Functional and structural analysis of bacterial membrane transporters

Membrane transport proteins play crucial roles in fundamental cellular processes and functions in all organisms. A substantial proportion of prokaryotic genes are predicted to encode membrane transporters, emphasizing the importance of transporters in their life styles. Of particular note, in silico analysis of sequenced Acinetobacter baumannii and Bacillus cereus group strains has revealed the presence of an unprecedented high number (more than 50 - 100) of putative multidrug resistance (MDR) efflux pumps in these pathogenic bacteria.
The current project is a collaboration between three Partners, two European (from Leeds and Oslo) and one from Australia (Sydney). The project aims to increase our knowledge about the membrane transport processes with regard to their role in microbial pathogenesis and resistance to antimicrobials. The project also aims to illuminate the evolutionary relatedness and structure-function relationship of membrane transport proteins.

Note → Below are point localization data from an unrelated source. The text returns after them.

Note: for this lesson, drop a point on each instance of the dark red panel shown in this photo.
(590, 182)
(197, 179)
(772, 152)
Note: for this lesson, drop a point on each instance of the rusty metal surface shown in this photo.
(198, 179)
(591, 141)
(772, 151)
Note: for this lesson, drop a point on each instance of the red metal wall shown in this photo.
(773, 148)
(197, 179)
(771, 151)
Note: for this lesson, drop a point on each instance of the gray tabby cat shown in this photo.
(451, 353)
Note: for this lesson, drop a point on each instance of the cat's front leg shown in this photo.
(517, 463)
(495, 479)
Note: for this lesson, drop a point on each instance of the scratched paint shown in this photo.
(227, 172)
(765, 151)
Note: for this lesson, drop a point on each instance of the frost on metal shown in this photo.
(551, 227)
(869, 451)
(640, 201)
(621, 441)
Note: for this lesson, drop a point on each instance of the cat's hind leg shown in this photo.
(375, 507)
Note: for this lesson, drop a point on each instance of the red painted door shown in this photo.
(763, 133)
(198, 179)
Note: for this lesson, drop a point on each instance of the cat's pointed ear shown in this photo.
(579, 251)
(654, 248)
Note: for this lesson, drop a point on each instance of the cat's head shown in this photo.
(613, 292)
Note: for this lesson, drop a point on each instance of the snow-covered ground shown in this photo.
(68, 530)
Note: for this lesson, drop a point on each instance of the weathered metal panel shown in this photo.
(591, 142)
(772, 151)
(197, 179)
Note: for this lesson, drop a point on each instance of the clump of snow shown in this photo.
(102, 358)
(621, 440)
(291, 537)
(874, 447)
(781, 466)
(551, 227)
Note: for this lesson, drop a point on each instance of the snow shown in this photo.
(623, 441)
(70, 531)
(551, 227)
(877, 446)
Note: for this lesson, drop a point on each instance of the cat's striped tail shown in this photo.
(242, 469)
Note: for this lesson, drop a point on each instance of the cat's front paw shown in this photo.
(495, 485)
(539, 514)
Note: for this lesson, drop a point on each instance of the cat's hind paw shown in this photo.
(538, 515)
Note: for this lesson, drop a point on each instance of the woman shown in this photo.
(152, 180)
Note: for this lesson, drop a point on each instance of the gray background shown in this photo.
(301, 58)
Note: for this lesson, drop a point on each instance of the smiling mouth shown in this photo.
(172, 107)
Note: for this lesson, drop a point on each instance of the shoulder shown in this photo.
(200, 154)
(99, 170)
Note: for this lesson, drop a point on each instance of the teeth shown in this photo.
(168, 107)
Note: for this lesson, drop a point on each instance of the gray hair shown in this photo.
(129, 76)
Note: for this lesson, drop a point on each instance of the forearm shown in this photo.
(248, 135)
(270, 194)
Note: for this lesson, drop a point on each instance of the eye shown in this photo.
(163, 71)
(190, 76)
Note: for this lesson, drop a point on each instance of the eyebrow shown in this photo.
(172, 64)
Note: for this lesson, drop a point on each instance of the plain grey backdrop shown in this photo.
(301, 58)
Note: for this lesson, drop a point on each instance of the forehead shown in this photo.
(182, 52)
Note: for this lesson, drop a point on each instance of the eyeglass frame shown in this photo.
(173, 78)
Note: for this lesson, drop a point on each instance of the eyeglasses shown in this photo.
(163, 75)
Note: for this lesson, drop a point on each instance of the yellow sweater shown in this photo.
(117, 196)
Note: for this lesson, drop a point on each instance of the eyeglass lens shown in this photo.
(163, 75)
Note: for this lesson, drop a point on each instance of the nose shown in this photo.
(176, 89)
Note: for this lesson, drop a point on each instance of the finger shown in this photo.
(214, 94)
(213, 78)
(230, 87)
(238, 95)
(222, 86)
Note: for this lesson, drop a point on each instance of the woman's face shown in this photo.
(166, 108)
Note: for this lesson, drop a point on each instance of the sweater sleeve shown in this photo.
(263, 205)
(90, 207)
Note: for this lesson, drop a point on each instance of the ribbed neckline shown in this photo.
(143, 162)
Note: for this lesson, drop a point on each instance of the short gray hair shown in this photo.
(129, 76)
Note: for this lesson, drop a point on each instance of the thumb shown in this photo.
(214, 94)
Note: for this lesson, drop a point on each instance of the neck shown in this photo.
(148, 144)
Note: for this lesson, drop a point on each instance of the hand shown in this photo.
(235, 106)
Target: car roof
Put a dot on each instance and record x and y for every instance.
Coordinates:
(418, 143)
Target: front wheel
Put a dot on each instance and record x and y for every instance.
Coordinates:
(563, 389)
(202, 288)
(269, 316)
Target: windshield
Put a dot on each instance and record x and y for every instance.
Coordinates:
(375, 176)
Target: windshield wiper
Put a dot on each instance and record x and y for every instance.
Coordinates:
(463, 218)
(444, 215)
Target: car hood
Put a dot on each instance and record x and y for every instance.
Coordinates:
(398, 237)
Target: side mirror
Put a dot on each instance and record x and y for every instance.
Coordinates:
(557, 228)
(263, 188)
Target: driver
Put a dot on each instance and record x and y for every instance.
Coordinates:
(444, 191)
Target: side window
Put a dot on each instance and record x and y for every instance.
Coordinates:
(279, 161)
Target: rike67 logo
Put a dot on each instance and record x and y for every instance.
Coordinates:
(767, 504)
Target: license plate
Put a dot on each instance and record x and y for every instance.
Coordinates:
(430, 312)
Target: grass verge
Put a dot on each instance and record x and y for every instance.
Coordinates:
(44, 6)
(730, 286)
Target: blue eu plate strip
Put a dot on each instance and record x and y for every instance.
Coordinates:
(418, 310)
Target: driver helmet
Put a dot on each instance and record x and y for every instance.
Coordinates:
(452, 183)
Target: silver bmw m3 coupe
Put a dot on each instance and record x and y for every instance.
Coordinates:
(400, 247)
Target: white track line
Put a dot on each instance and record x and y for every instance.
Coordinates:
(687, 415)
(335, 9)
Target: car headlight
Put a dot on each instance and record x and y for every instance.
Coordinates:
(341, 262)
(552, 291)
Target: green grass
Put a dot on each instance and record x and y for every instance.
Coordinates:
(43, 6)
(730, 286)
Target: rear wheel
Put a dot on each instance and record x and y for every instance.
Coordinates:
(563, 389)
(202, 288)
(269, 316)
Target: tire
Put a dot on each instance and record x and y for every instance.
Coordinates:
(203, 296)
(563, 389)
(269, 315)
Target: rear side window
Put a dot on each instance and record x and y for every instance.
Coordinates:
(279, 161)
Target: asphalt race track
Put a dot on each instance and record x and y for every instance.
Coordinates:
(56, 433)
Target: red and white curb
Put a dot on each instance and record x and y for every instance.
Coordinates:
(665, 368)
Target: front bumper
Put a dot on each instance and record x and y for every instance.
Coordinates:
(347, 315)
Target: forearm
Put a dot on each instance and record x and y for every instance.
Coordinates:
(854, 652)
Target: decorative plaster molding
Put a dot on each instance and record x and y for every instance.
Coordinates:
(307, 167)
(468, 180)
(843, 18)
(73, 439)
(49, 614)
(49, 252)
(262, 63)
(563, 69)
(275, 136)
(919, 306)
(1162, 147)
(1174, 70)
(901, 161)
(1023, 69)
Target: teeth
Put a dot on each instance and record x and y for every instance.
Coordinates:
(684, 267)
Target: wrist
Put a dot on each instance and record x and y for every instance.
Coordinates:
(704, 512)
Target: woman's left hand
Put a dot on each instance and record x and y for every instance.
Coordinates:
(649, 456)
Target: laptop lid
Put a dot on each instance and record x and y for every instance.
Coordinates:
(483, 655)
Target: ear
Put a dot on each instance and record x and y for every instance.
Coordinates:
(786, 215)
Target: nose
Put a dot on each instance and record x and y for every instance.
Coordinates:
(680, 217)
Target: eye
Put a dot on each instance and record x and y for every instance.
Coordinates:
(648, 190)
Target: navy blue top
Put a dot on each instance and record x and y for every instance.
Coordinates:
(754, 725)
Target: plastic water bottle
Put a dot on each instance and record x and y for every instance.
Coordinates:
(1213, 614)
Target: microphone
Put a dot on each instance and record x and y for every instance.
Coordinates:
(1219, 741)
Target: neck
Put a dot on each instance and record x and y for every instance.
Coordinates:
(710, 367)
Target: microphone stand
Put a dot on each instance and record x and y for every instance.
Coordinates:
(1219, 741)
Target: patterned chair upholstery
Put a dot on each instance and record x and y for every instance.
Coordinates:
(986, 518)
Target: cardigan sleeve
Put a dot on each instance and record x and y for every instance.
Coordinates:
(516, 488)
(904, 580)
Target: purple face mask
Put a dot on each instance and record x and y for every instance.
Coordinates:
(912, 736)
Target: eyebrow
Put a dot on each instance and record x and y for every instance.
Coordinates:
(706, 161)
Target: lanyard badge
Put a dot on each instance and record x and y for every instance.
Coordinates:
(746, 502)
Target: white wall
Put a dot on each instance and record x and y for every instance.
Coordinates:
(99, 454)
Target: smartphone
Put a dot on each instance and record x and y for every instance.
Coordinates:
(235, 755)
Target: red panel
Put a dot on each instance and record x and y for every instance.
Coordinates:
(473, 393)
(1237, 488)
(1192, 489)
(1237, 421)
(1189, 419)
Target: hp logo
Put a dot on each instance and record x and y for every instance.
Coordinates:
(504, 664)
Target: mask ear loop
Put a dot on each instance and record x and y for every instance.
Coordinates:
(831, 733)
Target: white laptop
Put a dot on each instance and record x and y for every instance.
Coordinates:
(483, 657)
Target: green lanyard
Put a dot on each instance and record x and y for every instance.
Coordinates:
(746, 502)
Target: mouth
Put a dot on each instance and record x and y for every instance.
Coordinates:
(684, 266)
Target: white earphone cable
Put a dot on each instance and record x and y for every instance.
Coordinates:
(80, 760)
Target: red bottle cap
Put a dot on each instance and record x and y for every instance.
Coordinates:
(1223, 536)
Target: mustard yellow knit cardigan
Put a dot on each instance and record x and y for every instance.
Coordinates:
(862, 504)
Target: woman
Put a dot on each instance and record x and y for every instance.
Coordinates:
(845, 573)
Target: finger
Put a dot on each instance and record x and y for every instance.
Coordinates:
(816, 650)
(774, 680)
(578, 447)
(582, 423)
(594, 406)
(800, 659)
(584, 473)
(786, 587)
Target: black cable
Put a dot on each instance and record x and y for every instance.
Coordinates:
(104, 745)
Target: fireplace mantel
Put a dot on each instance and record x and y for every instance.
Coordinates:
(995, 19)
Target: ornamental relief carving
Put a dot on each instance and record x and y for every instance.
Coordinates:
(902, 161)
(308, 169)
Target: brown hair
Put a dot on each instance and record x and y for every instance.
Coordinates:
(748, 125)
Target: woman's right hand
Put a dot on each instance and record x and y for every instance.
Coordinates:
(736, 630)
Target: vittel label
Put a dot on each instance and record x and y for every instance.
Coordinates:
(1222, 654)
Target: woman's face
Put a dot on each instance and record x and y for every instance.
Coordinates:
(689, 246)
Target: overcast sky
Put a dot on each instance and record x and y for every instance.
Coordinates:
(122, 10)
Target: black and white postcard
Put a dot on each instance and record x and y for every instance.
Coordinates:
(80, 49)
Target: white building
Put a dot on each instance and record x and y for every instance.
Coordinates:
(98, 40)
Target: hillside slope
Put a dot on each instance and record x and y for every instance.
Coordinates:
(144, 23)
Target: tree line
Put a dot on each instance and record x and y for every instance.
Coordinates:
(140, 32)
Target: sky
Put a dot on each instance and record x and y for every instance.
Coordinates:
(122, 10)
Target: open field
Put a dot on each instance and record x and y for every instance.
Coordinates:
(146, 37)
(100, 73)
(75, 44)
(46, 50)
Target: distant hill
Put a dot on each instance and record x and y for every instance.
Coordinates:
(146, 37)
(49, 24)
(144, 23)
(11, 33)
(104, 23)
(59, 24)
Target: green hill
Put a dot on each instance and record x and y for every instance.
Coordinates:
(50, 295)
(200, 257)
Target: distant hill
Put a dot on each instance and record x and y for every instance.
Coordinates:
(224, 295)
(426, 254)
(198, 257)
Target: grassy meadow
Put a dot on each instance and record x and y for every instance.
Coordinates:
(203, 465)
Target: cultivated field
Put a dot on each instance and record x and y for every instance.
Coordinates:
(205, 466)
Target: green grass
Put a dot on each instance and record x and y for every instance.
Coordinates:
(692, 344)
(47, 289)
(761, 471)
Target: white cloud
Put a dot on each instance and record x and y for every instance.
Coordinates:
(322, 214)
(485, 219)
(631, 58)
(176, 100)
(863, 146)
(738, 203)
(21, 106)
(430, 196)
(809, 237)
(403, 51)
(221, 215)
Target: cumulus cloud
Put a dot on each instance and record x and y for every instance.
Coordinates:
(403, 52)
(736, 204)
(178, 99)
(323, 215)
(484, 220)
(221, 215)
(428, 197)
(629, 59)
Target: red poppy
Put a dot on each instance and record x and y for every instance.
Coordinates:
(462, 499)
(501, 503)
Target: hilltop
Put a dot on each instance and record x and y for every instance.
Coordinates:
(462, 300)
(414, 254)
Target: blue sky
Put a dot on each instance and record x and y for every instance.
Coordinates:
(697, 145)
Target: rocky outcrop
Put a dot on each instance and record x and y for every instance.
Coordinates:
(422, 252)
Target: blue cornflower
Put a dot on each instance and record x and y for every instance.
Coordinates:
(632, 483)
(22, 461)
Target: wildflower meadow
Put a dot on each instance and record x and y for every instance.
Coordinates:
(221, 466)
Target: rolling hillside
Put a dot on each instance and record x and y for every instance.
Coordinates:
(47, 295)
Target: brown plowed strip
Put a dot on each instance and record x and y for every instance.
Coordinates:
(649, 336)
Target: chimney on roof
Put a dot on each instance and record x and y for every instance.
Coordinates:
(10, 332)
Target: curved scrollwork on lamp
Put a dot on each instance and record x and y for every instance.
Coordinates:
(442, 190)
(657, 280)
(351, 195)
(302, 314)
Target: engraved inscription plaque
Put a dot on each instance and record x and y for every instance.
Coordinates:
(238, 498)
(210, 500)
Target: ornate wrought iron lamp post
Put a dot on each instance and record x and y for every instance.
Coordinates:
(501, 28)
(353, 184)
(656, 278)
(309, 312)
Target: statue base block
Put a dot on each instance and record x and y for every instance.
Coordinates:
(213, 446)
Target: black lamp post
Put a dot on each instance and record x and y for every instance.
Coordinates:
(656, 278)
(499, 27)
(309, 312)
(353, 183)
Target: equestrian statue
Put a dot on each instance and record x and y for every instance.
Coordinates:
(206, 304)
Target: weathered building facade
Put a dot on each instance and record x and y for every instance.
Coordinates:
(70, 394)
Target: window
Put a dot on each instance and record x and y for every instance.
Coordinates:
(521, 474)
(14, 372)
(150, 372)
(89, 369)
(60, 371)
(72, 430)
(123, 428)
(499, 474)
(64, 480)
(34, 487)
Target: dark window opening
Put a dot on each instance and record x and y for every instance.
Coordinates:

The project has led to a number of high-impact outcomes and achievements. We have characterised the B. cereus putative multidrug transporters that are conserved in more than 80 sequenced strains of the B. cereus group strains, including B. anthracis and B. thuringiensis strains, as well as approximately half of the putative A. baumannii multidrug efflux pumps. Several of these MDR efflux pump genes have been deleted and the mutants compared to their respective wild-type strains or studied after cloning and expression in laboratory strains of E. coli. This work has led to the discovery of several new drug efflux pumps and an entirely new family of multidrug efflux pumps in A. baumannii and related bacterial species. Furthermore, the additional (native) functions of these proteins have been studied by various methods available compelementarily in the Partner laboratories. Detailed mechanisms of the efflux pumps have been studied after overexpression of these pumps in E. coli or by using purified protein, and increased knowledge of the importance of the efflux pumps in the native bacteria have been obtained.